Tuesday 27 November 2007

The last days of Spring/9

I have arrived at the hospital. But I have been refused to go in because it is well past their visiting hours so I am now walking towards the bus stop where I will pick a bus headed towards Engel’s street. I have gotten to the bus stop and while I stand watching the cars speed past, I am reflecting on the whole mess of love, which is unfolding around me.

I am angry with Tanya. I am angry with her for trying to kill herself over me; how does she think that dying will solve her problems? Or does she think that by trying to kill herself that I will now love her? Does she not know that instead of sympathy I will begin to feel resentment towards her? I cannot be blackmailed into loving her, how can she be so foolish as to think otherwise?

Yet in my anger I still feel a bit of sympathy and a bit of fear and I wonder how comes love can become so self-destructive? And as I reflect on what she has done and I try to understand her motives, I am beginning to see that I am not that different from her; I begin to see that it is the same thing that I feel for Adelaide, which is now making Tanya to think that I am indispensable to her and I begin to understand that I really do not have that right to feel anger towards her.

I do not also have that right to judge her because in judging her I am really judging myself; when she says that she cannot live without me, she is echoing the same way that I feel about Adelaide.

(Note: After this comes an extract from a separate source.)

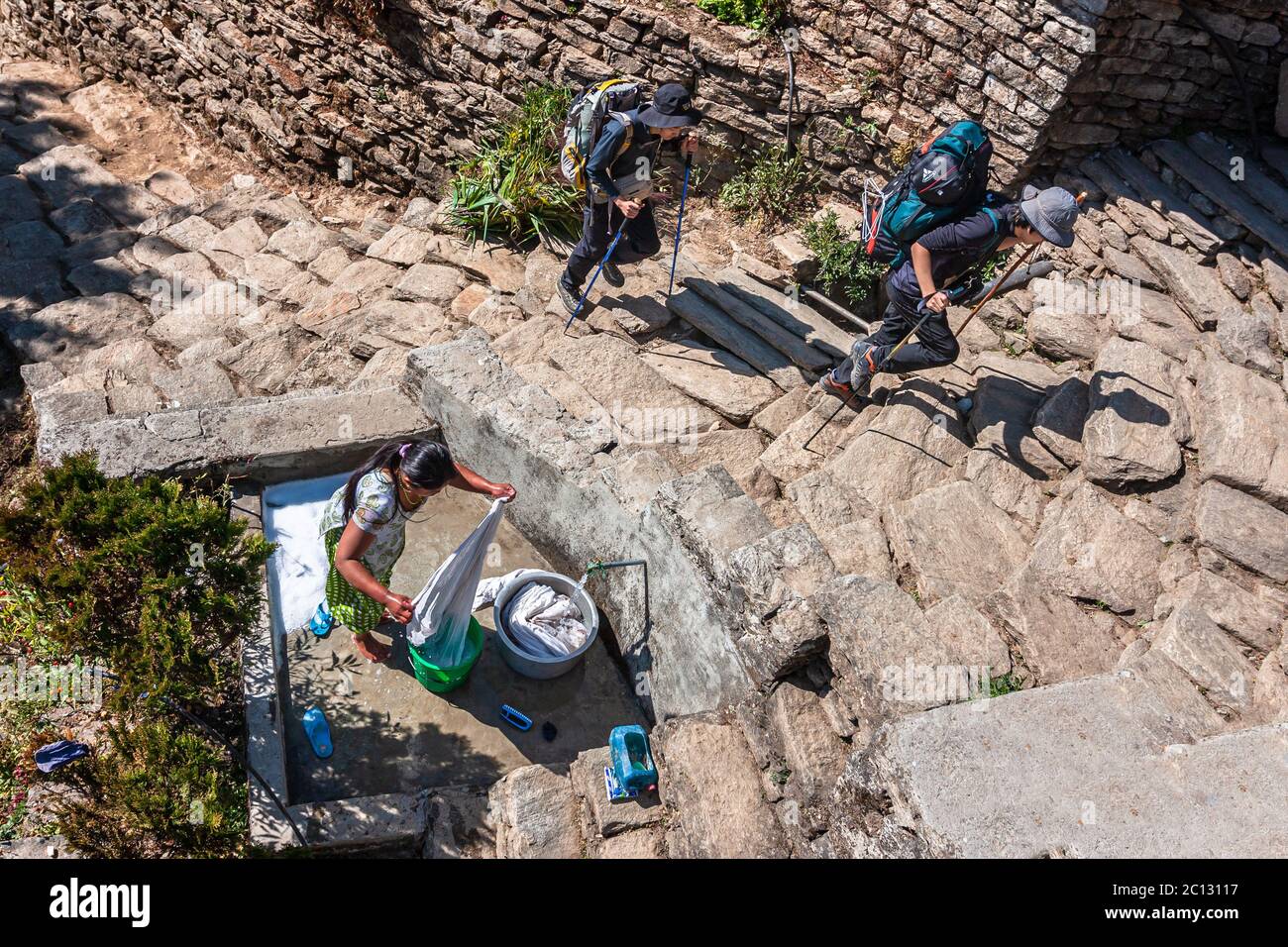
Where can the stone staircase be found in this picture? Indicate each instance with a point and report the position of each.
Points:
(1104, 518)
(1124, 764)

And I am beginning to see that her attempt to kill herself is just the same thing as my own self-destructive journey into drinking and whoring.

We are essentially the same. Tanya and I are just the same; she is the bolder one, who is willing to be rid of her anguish at once-to violently be separated from the thing that distresses her, while I-the coward-choose the protracted route of self-indulgence, clinging on to the thing, which I detest. The thing which I detest…?

Can this be the same love that poets write about and romantic movies are made of? Can this be the same or have we both, without our knowing it, fallen victims to something else-a lot more disturbing? Something I detest?
I am now confused; It is beginning to dawn on me that the reason why all along I have not been able to “take things easy and enjoy myself” is because this is really about me.

I need to talk with Tanya and let her know what I am beginning to understand about us…about myself; I need to help her to begin to understand that maybe it is not me that she loves…I am beginning to understand that all this has to do with the way she sees herself and that for her to be able to get home…to Africa…I may not be the one whom she needs.

I will go to her tomorrow and I will talk with her before she tries to hurt herself again.